As anyone who flew this summer can attest, U.S. airlines did a pretty good job filling their airplanes, particularly on domestic routes.
But like a summer romance that comes to an end, the question is what happens post-Labor Day, with the family vacations over and the kids back in school.
Airlines are particularly worried about whether they’ll attract the higher-paying business travelers, many of whom this year have decided to stay home or sit in a discounted seat in coach rather than buy a full-fare ticket.
“There’s clearly, at the right price, plenty of leisure demand,” Continental Airlines Inc. chairman Larry Kellner said at a National Business Travel Association convention late last month. “The real question is: What’s the right business demand as we come into the fall?”
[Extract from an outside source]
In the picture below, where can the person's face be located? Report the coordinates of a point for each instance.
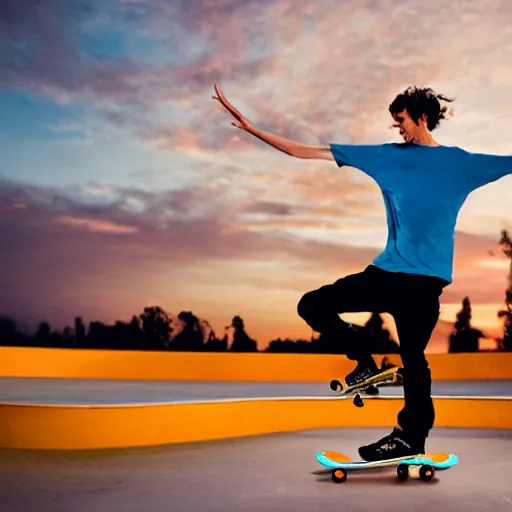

The nation’s nine largest carriers as a group have cut their capacity sharply from summer 2008, down 6.2 percent. That has allowed them to fill a greater percentage of their seats, up 1.4 percentage points to 85.8 percent, despite a 4.7 percent drop in traffic.
The airlines cut their domestic capacity more deeply than international capacity, and the domestic load factors reflect the results. The carriers filled 86.6 percent of their seats on domestic flights, up 1.8 points, despite the nation’s deep recession.
International load factors also climbed to 84.4 percent, but by only 0.5 points above the numbers for June-August 2008 lodged by the largest international carriers – Delta Air Lines Inc., American Airlines Inc., United Airlines Inc., Continental and US Airways Inc.
Airline analyst Hunter Keay of Stifel Nicolaus & Co. is pessimistic about what comes next for airlines.
“Despite currently strong load factors and evidence of improved close-in bookings, passenger volumes are almost certainly, in our view, about to fall precipitously after Labor Day,” Keay wrote in an Aug. 26 report. “Current volumes are driven by leisure travel, which tends to decline once schools reopen.”
Business travel, the key to airline profitability, usually comes back when unemployment falls, Keay noted, and that tends to come toward the end of an economic recovery, not the beginning.
Keay also saw ominous signs in the airlines’ recent announcements that they were raising baggage fees on domestic trips and initiating fees on international travel.
“In our opinion, these higher fees indicate recent airfare increases have been marginal, and the near-term outlook for substantial yield growth remains poor,” Keay wrote.
But American Airlines executive Dan Garton said he is encouraged by the trends going into the fall. While demand from business travelers isn’t good enough, it’s better than it has been, he said
“We have seen the trend line on corporate travel improve. It’s still down from last year, but it’s down less than it was,” said Garton, American’s executive vice president of marketing.
In previous months, “People have described it [demand] as a flattening out,” he said. “Now we can describe it as inching upward.”
Continental’s Kellner said business travel is “a little better” than it was in April and May.
“A couple of months don’t make a trend yet,” he said. “But we do feel some sense that things have stabilized and moved up a bit.”
Speaking with Kellner at the NBTA meeting in San Diego, Southwest Airlines Co. chairman and CEO Gary Kelly said Southwest set a record for itself when it filled 83 percent of its seats in July, albeit with a lot of leisure travelers.
“I think the concern right now is with business travel. … It’s very typical in a recessionary environment to see a drop in business travel. We’ve definitely experienced that. We’ve seen some markets off as much as 25 to 30 percent,” he said
“We’re not seeing that much of a return in the business travel market yet. But at least things aren’t getting worse overall,” Kelly said.
The International Air Transport Association has noted an upward trend as well in its monthly data on international travel.
Global airlines reported a 10.1 percent decline in international travel in January and 11.1 percent in February. But the year-over-decline was only 9.3 percent in May, 7.2 percent in June and 2.9 percent in July, IATA reports.
When IATA released the latest numbers Aug. 27, its director general and CEO noted that average fares and total revenue were still sharply down for airlines.
“Demand may look better,” Giovanni Bisignani said, “but the bottom line has not improved.”